New Canberra-based language centre uses robots to help dementia patients

Dementia patients could be assisted in the future with a robot to help prompt their memory, language researchers say.

A new Australian Research Council (ARC) Centre of Excellence for the Dynamics of Language has opened at the Australian National University (ANU) in Canberra.

The centre brings together linguists, psychologists, philosophers and robotic experts to study complex human communication problems.

Centre director Nick Evans said a robotic device to help dementia sufferers was in the early concept phase.

"If you just imagine an app which is like a little parrot sitting on your shoulder," he said.

"Maybe you have early diagnosis of dementia, it starts to observe you, what you say, who you call the loved ones in your life, what are the things you want to say, and storing your own private routine of communication that's tailor made for you."

The language team will also visit parts of Australia, Asia and the Pacific to record languages that are disappearing.

"We live in the most linguistically diverse part of the world, here in Australia and part of the western Pacific," Professor Evans said.

"Most of the languages we know practically nothing about and they are disappearing before our eyes.

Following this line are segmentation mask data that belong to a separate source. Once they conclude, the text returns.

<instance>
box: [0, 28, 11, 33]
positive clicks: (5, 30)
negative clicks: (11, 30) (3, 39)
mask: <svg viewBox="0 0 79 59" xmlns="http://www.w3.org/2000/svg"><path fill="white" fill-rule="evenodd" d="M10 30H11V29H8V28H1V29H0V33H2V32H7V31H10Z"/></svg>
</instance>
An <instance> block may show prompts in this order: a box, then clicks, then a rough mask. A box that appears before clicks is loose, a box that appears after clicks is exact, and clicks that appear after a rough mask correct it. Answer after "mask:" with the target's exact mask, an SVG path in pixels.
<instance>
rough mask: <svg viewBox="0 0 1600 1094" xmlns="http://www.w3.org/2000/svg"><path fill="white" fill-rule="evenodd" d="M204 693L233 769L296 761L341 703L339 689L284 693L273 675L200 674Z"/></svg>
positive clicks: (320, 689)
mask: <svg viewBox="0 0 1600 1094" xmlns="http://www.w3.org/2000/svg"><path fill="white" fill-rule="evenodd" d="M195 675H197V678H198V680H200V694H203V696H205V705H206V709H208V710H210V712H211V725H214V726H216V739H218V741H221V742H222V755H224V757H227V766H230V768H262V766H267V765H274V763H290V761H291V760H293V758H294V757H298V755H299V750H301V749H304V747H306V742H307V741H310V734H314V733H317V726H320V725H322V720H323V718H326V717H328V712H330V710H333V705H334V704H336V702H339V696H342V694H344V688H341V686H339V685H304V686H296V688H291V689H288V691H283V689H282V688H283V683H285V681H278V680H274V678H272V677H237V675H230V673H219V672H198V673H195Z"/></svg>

"The idea is to look at that diversity and build the new science of language that takes diversity as the starting point."

Professor Evans said researchers hope to link the study of ancient languages to the development of futuristic high-tech applications.

"It may seem like a very, very far cry from sitting in the dust studying an Indigenous language, to building a robot to work in an old person's home in Tokyo, but the challenge we're facing in this centre, we believe it's actually going to work, is we're going to tie things like those two together."